Ferme refus de régulation carcérale
Lors de l’examen de la LOPJ, les signataires de cette mission d'information, Caroline Abadie députée Renaissance, et Elsa Faucillon, députée communiste, ont plaidé en faveur d’un amendement visant à développer un mécanisme de régulation carcérale d’ici 2027. Ce principe a été rejeté par l’Assemblée, et fortement décrié par le ministre de la Justice, Éric Dupond-Moretti, qui répète à l’envi que « la société n’est pas prête à ce qu’on libère 13 000 personnes » ou que « la surpopulation carcérale est l’une des démonstrations que la justice n’est pas laxiste »... Une réponse simpliste : le mécanisme est évidemment bien plus subtil que cela.
« L’augmentation du nombre de personnes détenues découle résolument d’une sévérité accrue de la politique pénale française : toujours plus répressive, celle-ci est la source de l’inflation carcérale et, par conséquent, de la surpopulation », explique un haut fonctionnaire du ministère de la Justice. C’est donc en revoyant notre système de peines que l’on parviendra à mieux réguler la population carcérale, à rendre les conditions de détention plus dignes et à favoriser la réinsertion des détenus.
Dans le cas contraire, « cette inertie coupable perdurera.

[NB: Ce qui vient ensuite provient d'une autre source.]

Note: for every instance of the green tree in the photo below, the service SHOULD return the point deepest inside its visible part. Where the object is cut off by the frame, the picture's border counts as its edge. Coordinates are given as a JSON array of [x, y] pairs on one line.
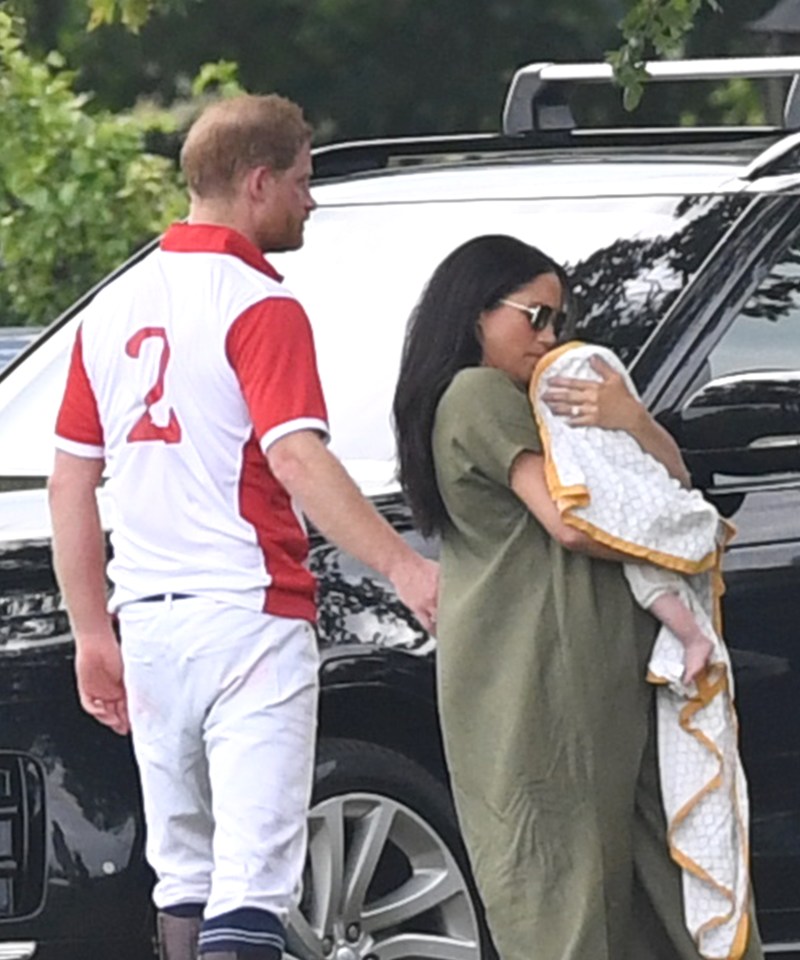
[[649, 27], [78, 192]]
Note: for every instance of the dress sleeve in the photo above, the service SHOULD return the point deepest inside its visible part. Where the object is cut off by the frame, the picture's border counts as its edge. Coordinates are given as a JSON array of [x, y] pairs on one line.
[[78, 427], [487, 421], [271, 349]]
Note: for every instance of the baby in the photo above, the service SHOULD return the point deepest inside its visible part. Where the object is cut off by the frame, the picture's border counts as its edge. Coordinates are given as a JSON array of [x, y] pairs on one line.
[[606, 485]]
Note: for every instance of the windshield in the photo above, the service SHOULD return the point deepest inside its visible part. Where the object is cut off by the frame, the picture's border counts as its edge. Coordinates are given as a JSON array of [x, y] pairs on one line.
[[361, 271]]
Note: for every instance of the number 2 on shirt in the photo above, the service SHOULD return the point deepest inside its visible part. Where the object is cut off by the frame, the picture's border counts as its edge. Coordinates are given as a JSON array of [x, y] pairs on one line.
[[145, 428]]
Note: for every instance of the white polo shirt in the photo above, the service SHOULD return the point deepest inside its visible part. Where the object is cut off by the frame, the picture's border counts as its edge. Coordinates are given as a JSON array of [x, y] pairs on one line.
[[184, 371]]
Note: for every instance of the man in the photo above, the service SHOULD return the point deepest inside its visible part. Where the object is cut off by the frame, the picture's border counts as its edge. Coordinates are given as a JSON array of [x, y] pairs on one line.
[[193, 381]]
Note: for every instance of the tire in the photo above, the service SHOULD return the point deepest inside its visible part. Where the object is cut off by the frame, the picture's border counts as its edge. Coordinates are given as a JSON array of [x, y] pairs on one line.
[[387, 876]]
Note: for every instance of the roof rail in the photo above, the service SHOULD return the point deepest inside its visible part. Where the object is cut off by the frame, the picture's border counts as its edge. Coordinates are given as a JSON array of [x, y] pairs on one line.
[[534, 101]]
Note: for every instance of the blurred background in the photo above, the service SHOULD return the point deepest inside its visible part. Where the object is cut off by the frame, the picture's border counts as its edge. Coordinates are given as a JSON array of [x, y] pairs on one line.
[[92, 119]]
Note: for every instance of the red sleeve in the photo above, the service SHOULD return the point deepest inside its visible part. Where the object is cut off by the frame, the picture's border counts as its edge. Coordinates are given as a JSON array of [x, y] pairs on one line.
[[271, 348], [78, 418]]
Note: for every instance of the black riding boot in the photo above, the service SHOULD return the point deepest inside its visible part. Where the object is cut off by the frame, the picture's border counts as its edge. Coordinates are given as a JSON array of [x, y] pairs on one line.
[[177, 937]]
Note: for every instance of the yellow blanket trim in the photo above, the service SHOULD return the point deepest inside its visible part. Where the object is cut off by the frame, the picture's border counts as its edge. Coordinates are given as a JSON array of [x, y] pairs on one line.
[[711, 683]]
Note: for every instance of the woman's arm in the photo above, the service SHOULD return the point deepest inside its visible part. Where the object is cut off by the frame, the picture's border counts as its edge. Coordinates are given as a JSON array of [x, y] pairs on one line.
[[529, 483], [608, 403]]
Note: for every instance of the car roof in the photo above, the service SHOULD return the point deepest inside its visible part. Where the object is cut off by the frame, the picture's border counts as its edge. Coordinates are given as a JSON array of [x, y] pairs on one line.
[[475, 169]]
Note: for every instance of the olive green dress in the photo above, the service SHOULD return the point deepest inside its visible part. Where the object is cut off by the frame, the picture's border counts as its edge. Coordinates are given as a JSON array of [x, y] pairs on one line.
[[547, 717]]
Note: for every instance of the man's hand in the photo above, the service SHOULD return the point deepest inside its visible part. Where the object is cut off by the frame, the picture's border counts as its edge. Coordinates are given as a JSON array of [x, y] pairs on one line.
[[98, 668], [416, 581]]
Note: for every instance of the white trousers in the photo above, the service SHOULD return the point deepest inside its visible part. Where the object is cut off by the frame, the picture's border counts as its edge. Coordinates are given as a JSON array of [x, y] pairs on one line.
[[223, 704]]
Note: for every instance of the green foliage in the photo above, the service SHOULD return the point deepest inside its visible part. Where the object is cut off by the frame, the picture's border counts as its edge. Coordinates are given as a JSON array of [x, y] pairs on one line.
[[78, 193], [659, 26], [132, 13]]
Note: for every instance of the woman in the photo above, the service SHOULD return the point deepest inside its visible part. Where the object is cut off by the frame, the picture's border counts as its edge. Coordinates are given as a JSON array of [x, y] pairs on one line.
[[547, 719]]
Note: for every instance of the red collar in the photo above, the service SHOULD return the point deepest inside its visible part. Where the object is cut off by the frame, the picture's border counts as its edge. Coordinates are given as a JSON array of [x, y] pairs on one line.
[[210, 238]]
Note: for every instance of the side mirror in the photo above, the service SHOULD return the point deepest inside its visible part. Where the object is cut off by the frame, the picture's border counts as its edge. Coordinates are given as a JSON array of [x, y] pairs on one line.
[[745, 424]]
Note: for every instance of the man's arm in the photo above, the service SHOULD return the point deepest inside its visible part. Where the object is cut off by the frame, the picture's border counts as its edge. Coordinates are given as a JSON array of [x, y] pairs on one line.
[[335, 505], [79, 559]]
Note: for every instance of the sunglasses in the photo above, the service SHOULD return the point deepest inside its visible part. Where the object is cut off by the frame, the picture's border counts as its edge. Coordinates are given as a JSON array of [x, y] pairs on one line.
[[541, 316]]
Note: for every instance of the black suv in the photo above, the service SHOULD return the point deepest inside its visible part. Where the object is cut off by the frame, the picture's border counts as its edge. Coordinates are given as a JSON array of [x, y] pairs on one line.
[[684, 249]]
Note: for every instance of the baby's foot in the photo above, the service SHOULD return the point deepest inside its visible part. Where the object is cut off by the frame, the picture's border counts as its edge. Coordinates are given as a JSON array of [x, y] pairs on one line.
[[696, 654]]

Calcul à court terme, sans vision ni réalisme, répondant au populisme par des incantations et des roulements de biceps. Et cela, la société tout entière n’a pas fini de le payer très cher », conclut la CGLPL.
Photo d'ouverture : 3 détenus dans leur cellule à la prison de Gradignan, près de Bordeaux, 3 octobre 2022. (Thibaud MORITZ / AFP)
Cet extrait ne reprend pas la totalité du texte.